I was amazed by how many people had not heard about the campaign for a bike path on Union St. With all the social media sharing and the protest and multiple articles in newspapers and on radio, I assumed everyone would have heard of it by now. But many people were hearing of it for the first time and as always, excited by it. One lady on a mobility scooter came and talked to me and she also supports it because these segregated paths can be used by mobility scooters as well.
The postcards we handed out are all addressed to the city council and are an easy way for people to let politicians know they support this. I’ve since ordered another hundred and will continue doing so until we have a bike path on Union St.
Several people asked me for the address of my site but although I have a blog, it’s not solely about the campaign. I repeatedly told people I’m just a mum who wants safe space for my children to ride their bikes. Today I decided to create a page for the campaign on the Sustainable Aberdeen site – A cycle path for Union Street. At the bottom of the page is a form which people can submit. It goes straight to the transport strategy team at Aberdeen City Council.

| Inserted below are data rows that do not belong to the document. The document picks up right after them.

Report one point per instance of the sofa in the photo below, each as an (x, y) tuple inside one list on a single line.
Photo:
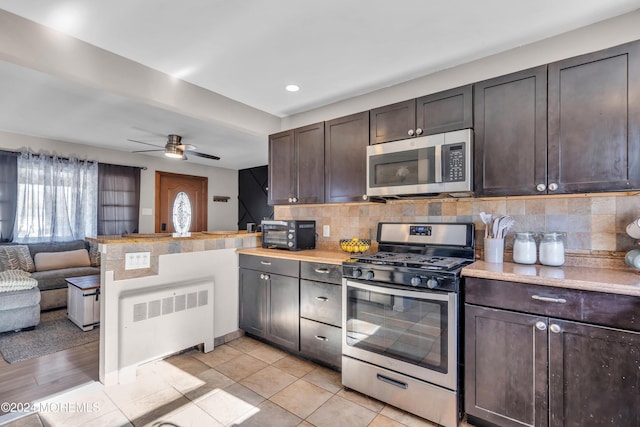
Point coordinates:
[(50, 264)]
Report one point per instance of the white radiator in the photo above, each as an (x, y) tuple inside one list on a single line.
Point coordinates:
[(158, 321)]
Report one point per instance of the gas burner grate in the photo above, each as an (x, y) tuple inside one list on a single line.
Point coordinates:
[(412, 260)]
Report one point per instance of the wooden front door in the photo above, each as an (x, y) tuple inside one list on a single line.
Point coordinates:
[(168, 187)]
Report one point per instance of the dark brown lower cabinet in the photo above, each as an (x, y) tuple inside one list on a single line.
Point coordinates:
[(506, 372), (534, 370), (594, 375), (269, 300)]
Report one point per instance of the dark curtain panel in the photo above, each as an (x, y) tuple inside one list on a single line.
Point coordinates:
[(8, 194), (118, 199)]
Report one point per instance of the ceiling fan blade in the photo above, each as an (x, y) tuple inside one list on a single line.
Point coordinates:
[(145, 143), (206, 156), (145, 151)]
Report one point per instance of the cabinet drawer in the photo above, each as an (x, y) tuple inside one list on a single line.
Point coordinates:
[(320, 342), (321, 302), (613, 310), (286, 267), (321, 272)]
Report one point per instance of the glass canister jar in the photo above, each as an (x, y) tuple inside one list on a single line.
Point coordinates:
[(552, 249), (524, 248)]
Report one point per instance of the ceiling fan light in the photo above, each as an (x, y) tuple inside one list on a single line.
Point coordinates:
[(173, 152)]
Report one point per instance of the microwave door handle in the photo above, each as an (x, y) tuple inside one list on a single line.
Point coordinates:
[(438, 163)]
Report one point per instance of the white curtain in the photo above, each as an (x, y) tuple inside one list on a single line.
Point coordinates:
[(57, 199)]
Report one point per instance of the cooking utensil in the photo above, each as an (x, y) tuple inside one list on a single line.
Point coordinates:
[(486, 219), (504, 224)]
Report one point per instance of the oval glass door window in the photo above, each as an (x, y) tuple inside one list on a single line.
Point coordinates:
[(182, 213)]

I heard from several frustrated members of the public who have been campaigning for cycling infrastructure in Aberdeen for many years now. One fellow has been doing it for 20+ years and still the city has nothing to show for it. Not even one metre of segregated bike path. Time and time again the city council re-develop roads and pavements but do not include provision for cycling which is the most cost-effective time to do it. They’re about to open a new ring road around the city but cyclists are banned from it. They have plans to widen the pavement and narrow the carriageway in Schoolhill but again, there’s no provision for cycling. Someone told me that they tried to get the council to incorporate a cycle path on Market Street when that was developed along with Union Square (this is before my time here but still in the last decade) and they didn’t do it. Market Street is now one of the most dangerous roads for cyclists. It’s not just cycling that is completely ignored. Pedestrians also get a rough time here. I contacted the city council in 2015 about a treacherous junction that’s very hard to cross as a pedestrian. It’s the bridge next to the Wellington Suspension Bridge, the A956, and you have to dash across four lanes of traffic. They said in 2015 that it’s on their to do list. Nothing has happened so I emailed them again a couple of weeks ago. It’s still on their to do list.
The car is king here and Aberdeen City Council is doing everything it possibly can to keep people driving their cars. This is tragic on so many levels. A recent study has found a link between pollution from cars and diabetes. Also in the news this week is an article from Mike Kelly, a visiting fellow in the the Department of Public Health at the University of Cambridge, who says the message about exercise is just not getting through. We need to be encouraging active travel in our cities and towns. The transport sector accounts for 24% of the UK’s greenhouse gas emissions. The benefits of cycling are so far-reaching that we are stupid to ignore them. But that’s exactly what we’re doing in Aberdeen.